指導者として再び夢舞台 小城の畑田光貴監督 07年準優勝した三養基の主将「悔しさ胸に」

西日本新聞

 「指導者として、生徒と一緒に悔しさを晴らしたい」。小城の畑田光貴監督(28)はそんな思いを胸に、今大会に臨んだ。

 2007年大会では三養基高主将として出場し、準優勝。ただ、初戦は先鋒として5人抜きの活躍を見せたが、それ以降振るわず、6回戦から控えに。「気負いすぎて空回りしてしまった」。喜びよりもふがいなさに悔しさが募った。

 夢は中学教諭だったが、玉竜旗の借りを返そうと高校教諭の採用試験を受け合格。初任校では野球部顧問を務めたが、今年4月に小城高に異動し、念願の剣道部の監督に就いた。

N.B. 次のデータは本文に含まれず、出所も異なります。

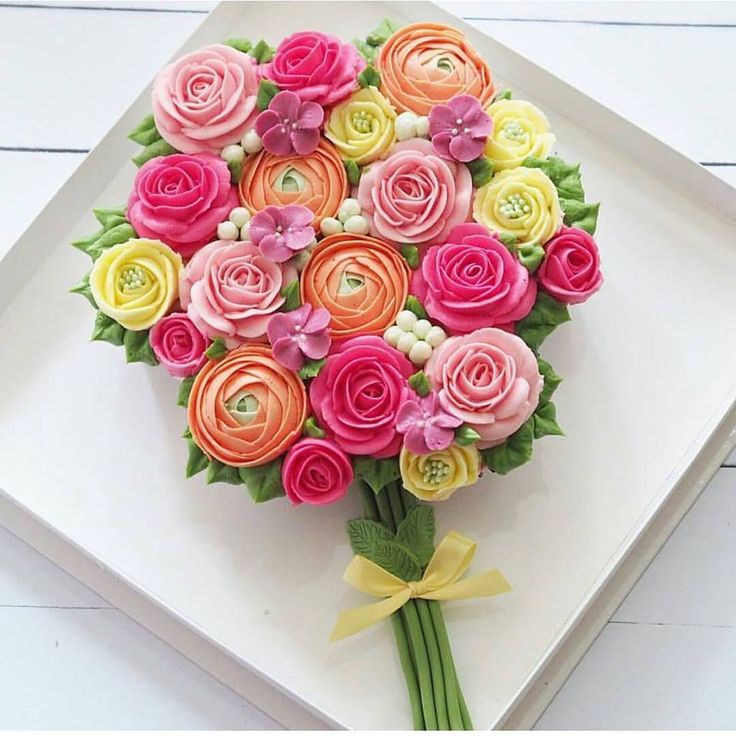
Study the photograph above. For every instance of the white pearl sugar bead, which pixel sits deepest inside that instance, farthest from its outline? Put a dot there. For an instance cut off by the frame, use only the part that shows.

 「剣道に熱心で生徒思いの先生。強く鍛えてくれた」と部員たち。初戦の岡崎城西(愛知)戦では相手先鋒の攻めに苦しんだが、副将の中原康太郎選手(2年)が胴と面を決めると、畑田監督は大きな拍手。敗れはしたが、試合後に円陣を組んだ畑田監督は「(大会に)連れてきてくれてありがとう」と涙をにじませた。「最後の大会を先生と一緒にやれてよかった」と辻丸泰士主将(3年)。中原選手は「来年こそリベンジし、先生と初勝利したい」と誓った。

 「ここからが新しいスタート。もっと強いチームをつくって、また勝負したい」。畑田監督は目を輝かせた。